John Fredriksen's Golden Ocean is confident of an improvement in the dry cargo market this year despite a sticky start to 2019.
Chief executive Birgitte Ringstad Vartdal suggested an upturn in rates was on the horizon, possibly supported by increased scrapping before the end of the year.
"The start of 2019 has been marked by uncertainty created by trade tensions and by the tragic dam accident in Brazil,” she said in the company’s 2018 report.
“The company’s low cash breakeven levels and strong balance sheet are vitally important as we navigate through current market volatility.
“Although sentiment is surely negative in the short term, we believe most scenarios have been priced into the forward freight curve, and, if this market continues, we should see adjustments to supply."
Strong fourth quarter
The comments came as Golden Ocean reported a stronger than expected fourth-quarter performance and closed 2018 in the black.
Golden Ocean posted net income of $84.5m for full-year 2018, a significant improvement compared with the net loss of $2.3m it recorded the previous year.
Although orders are still being placed at shipyards, a weaker market should eventually result in downward revisions of fleet growth forecasts, hence provide some support to the market
Golden Ocean
The final three months of the year saw Golden Ocean book a profit of $23.6m, beating the $17.1m consensus.
Analysts at Arctic Securities said the higher than expected rates for the quarter led to the earnings beat.
Arctic Securities analyst Jo Ringheim said a dividend of $0.05 per share was “below market expectations” and a significant reduction on the $0.15 paid in the third quarter of 2018.
Golden Ocean said it expects freight rates will be supported by a short-term uptick in bulker scrapping activity.
Increased demolition will be prompted by the current weak market, the upcoming implementation of ballast water regulations in September followed by the IMO regulations on sulphur in 2020.
“This would help to offset the increased number of new vessels scheduled to be delivered this year,” Golden Ocean said.
“Although orders are still being placed at shipyards, a weaker market should eventually result in downward revisions of fleet growth forecasts, hence provide some support to the market.”
Only 0.6% of the fleet (4.8 million dwt) was scrapped during 2018, said Golden Ocean, citing Simpson Spence Young research.
It said one million dwt was scrapped during the fourth quarter, a 67% increase on the previous three months.
Stock investments
The company has taken advantage of market weakness to buy back shares since December.

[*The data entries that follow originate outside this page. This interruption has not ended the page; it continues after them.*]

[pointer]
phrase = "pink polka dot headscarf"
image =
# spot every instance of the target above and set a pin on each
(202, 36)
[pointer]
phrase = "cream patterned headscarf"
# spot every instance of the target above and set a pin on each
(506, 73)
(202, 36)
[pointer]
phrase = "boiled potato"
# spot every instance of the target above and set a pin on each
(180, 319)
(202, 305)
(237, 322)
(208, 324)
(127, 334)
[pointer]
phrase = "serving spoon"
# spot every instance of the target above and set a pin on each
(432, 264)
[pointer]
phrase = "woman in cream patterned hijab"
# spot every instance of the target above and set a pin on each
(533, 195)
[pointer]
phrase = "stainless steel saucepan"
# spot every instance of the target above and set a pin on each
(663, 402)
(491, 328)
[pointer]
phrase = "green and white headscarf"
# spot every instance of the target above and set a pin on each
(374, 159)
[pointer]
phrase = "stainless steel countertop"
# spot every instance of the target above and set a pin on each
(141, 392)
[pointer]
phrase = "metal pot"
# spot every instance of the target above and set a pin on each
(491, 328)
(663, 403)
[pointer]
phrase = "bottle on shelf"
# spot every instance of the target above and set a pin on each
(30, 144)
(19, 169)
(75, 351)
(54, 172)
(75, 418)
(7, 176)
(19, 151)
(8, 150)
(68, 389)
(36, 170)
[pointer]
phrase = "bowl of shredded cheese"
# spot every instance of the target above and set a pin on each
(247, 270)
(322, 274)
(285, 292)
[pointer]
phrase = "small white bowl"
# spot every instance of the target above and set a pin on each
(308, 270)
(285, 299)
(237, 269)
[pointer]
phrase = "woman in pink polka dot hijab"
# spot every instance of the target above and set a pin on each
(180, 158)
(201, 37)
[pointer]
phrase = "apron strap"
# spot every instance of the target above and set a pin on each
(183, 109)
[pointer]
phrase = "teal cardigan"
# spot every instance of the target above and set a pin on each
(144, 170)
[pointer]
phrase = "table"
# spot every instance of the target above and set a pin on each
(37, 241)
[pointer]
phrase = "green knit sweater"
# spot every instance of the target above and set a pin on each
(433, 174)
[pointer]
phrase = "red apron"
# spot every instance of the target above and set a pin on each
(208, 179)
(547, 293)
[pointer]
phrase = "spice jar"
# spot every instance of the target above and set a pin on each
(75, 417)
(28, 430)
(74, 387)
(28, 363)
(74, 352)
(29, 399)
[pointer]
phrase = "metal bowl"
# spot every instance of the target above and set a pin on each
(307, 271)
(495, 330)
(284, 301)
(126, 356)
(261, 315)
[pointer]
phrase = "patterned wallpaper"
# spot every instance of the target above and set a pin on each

Golden Ocean said it has spent $3.4m to date repurchasing 570,000 shares on the Oslo Stock Exchange.
In addition, this morning Vartdal and chief financial officer Per Heiberg have increased their respective shareholdings.
Vartdal has spent NOK 380,451 ($44,010) purchasing 8,700 Golden Ocean shares at an average price of NOK 43.73 each.
Heiberg has purchased an additional 12,000 shares in the company at an average price of NOK 44 per share, or NOK 528,000 in total.
Following the purchase, Vartdal and Heiberg respectively own 30,000 and 15,000 shares in Golden Ocean, plus options to acquire an additional 225,000 and 100,000 shares.